The cause of poverty, I told my questioner, is two-fold. The first cause is when the free exchange of goods (and ideas, because there’s also intellectual poverty) is interrupted and brought to a halt by such things as excessive rules and regulations, tariffs, walls and other physical barriers, and violence of all kinds, including intimidation, outright theft, and most of all war. Haven’t we always known that new wealth, which alone can reduce and finally eliminate poverty, stems from the free exchange of goods and ideas?
The second cause is greed. Yes, that’s right, pure and simple greed.
The Gross Domestic Product of the poorest 48 nations is less than the wealth of the world’s three richest people combined. For even when goods flow, as into Russia after the breakup of the Soviet Union, as now out of China in shipping containers bound for the West, as into the home of Cinderella in the baskets of her step sisters on market day, just a few enjoy the benefits of these movements of goods. Today in Russia, as in the Soviet Union earlier, the many continue to do without, Cinderella remains in rags still waiting for her Prince to come, and in China tens, perhaps hundreds of new billionaires share the country unequally with hundreds of millions of the still poor.
Just recently I read that Palestinian goods were beginning to flow into Israel: “KARNI CARGO CROSSING, Israel, June 5, -- Palettes of fresh produce, seafood, and office furniture rolled into Israel from the Gaza Strip last week, marking the first substantial flow of goods from the economically battered Palestinian territory since February.” This policy turn about was the work of Amir Peretz, the leader of Israel’s Labor Party as well as Israel’s Minister of Defense. Peretz believes that terrorism is best fought by relieving the stress on the Palestinian people. It is his conviction, as that of many of those on the political Left, that the exchange of goods between Palestine (Gaza) and Israel will alleviate to some degree, depending on the amount of exchange, the wrenching poverty of the Palestinian territories. But until the terrorists stop being terrorists the free flow of goods between the two zones will not happen and poverty will continue to dominate the lives of the Palestinians.

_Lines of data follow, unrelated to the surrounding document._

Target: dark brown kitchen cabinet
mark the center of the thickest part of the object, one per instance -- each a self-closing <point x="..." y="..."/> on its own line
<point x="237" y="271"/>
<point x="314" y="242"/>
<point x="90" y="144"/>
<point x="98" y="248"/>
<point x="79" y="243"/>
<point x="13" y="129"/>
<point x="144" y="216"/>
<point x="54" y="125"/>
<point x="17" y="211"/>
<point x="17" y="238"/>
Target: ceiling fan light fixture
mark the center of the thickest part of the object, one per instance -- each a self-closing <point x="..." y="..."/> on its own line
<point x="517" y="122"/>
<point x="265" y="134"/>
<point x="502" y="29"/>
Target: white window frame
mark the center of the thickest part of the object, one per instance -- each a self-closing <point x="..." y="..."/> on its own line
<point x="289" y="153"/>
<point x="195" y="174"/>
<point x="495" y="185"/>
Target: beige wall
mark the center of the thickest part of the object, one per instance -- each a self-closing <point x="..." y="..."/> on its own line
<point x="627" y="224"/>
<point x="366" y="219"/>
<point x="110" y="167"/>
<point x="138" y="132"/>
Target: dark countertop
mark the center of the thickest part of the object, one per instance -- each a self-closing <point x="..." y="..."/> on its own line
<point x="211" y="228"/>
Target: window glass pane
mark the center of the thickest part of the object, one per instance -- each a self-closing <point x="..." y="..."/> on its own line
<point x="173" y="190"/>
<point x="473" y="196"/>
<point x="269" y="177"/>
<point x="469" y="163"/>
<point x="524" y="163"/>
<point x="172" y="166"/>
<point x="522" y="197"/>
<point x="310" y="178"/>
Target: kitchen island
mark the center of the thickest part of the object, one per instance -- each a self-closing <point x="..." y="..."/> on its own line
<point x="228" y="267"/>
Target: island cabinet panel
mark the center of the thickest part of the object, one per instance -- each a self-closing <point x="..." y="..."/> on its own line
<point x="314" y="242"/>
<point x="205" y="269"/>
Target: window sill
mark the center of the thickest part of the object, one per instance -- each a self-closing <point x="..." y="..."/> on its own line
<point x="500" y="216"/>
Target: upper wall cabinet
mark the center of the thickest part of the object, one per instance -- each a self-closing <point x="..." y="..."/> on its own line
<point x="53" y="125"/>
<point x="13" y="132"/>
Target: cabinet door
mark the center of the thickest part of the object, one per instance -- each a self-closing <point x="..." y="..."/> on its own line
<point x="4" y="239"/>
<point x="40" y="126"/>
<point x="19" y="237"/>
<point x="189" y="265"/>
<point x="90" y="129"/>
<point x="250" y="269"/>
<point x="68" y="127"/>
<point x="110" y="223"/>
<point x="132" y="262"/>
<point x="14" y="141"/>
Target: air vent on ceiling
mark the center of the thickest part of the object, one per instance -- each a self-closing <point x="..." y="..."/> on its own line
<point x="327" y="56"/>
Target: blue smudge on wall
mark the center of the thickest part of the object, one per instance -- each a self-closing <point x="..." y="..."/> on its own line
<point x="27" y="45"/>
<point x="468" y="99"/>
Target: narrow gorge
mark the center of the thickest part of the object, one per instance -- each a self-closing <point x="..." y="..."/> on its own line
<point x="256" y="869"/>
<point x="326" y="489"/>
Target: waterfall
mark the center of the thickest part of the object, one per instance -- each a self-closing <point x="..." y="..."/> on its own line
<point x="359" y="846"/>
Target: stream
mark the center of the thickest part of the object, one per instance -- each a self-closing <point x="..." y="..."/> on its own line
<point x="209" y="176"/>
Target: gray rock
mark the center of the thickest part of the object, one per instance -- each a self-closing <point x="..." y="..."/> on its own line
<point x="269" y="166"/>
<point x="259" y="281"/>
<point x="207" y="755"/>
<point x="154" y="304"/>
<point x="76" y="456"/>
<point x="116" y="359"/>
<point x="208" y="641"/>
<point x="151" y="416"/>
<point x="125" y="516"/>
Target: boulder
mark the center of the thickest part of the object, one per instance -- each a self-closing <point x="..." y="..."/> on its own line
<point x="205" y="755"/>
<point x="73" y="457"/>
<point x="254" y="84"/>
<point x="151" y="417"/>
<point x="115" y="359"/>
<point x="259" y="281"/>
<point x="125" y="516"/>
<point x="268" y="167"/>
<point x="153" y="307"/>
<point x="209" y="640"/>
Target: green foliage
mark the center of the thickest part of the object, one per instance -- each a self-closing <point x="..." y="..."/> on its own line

Examples of obstruction to the free exchange of goods are everywhere. For examples of greed we have only to live. Most of our wars on poverty would undo the effects of greed by some form of redistribution of wealth. For governments haven’t yet understood that the war on poverty ought to begin in the market place, and not proceed from the pocket books the wealthy. Both Christianity and Communism had as one of their goals the elimination of greed, or at least the reduction of the disparities between the rich and the poor. But they also made the pocket books of the wealthy their principal target, and did little or nothing to promote the free exchange of goods and ideas. Whereas Communism is a clear failure in making the world a better place, the jury on Christianity is still out.
The United States is today the wealthiest nation on Earth. Yet poverty is also clearly with us. In 2004 the official poverty rate was 12.7%, or 37 million people. To reduce the number of people in the ranks of the poor the Democrats would increase the tax burden on the wealthy. The Republicans would deregulate the market place and thereby increase the size of the nation’s wealth. Both efforts seem necessary because even the relatively untrammeled exchange of goods and ideas in this country has not yet much slowed the growing disparities between the rich and the poor.